Das Bundesverfassungsgericht gibt dem Gesetzgeber vor, das Grundgesetz im Lichte der sich wandelnden Wertvorstellungen auszulegen. Der auch von Ihnen angesprochene Wertewandel ist wichtig. Denn viele Wertvorstellungen, die früheren Gesetzen vorlagen, erscheinen uns rückblickend betrachtet sehr befremdlich. So waren Frauen bis 1977 nach dem Gesetz verpflichtet, den „Haushalt in eigener Verantwortung zu führen“ und sie durften nur erwerbstätig sein, „soweit dies mit ihren Pflichten in Ehe und Familie vereinbar ist.“ Ein gutes Beispiel ist auch die Strafbarkeit von Homosexualität bis Ende der 1960er Jahre. Solche Diskriminierungen sind heutzutage nicht mehr gesellschaftsfähig.

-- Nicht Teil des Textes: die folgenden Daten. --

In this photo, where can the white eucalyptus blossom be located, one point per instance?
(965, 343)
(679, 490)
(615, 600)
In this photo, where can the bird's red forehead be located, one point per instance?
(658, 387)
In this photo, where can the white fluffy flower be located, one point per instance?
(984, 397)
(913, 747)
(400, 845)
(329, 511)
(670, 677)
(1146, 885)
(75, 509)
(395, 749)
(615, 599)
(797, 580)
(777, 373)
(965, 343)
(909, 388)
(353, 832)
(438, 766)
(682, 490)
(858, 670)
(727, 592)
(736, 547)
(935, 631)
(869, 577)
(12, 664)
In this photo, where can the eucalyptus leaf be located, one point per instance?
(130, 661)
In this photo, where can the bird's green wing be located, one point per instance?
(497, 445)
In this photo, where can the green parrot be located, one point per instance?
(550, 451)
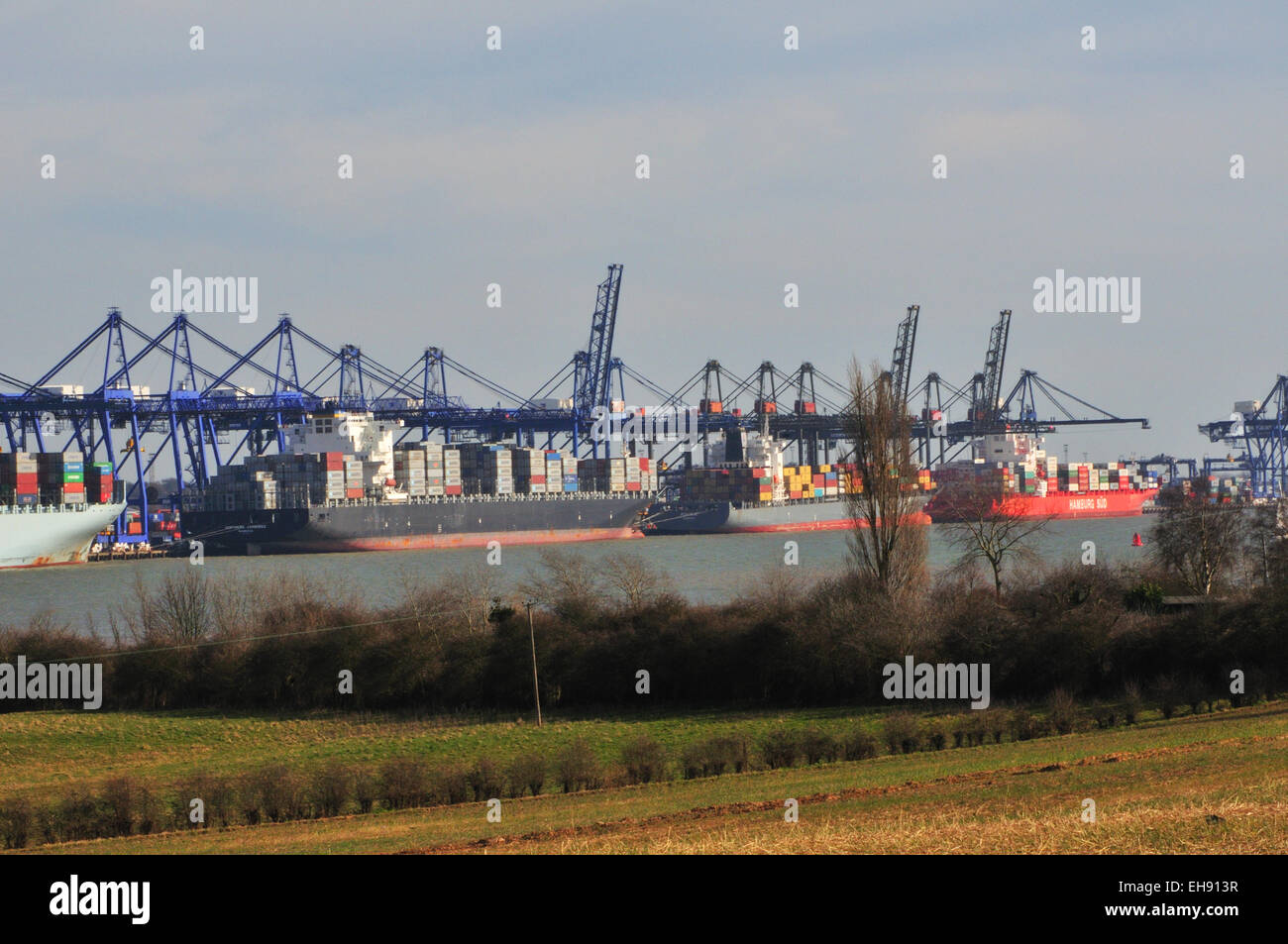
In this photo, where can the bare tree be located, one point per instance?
(568, 583)
(468, 594)
(179, 612)
(986, 524)
(887, 548)
(1197, 539)
(636, 579)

Da das Grundgesetz keine Definition von Ehe vorsieht, muss der Gesetzgeber den Begriff der Ehe ausgestalten. In unserer repräsentativen Demokratie erfolgt die Gesetzgebung – auch wenn gesetzliche Regelungen häufig Wertvorstellungen zugrunde liegen – nicht im Rahmen von Volksabstimmungen, sondern durchras Parlament.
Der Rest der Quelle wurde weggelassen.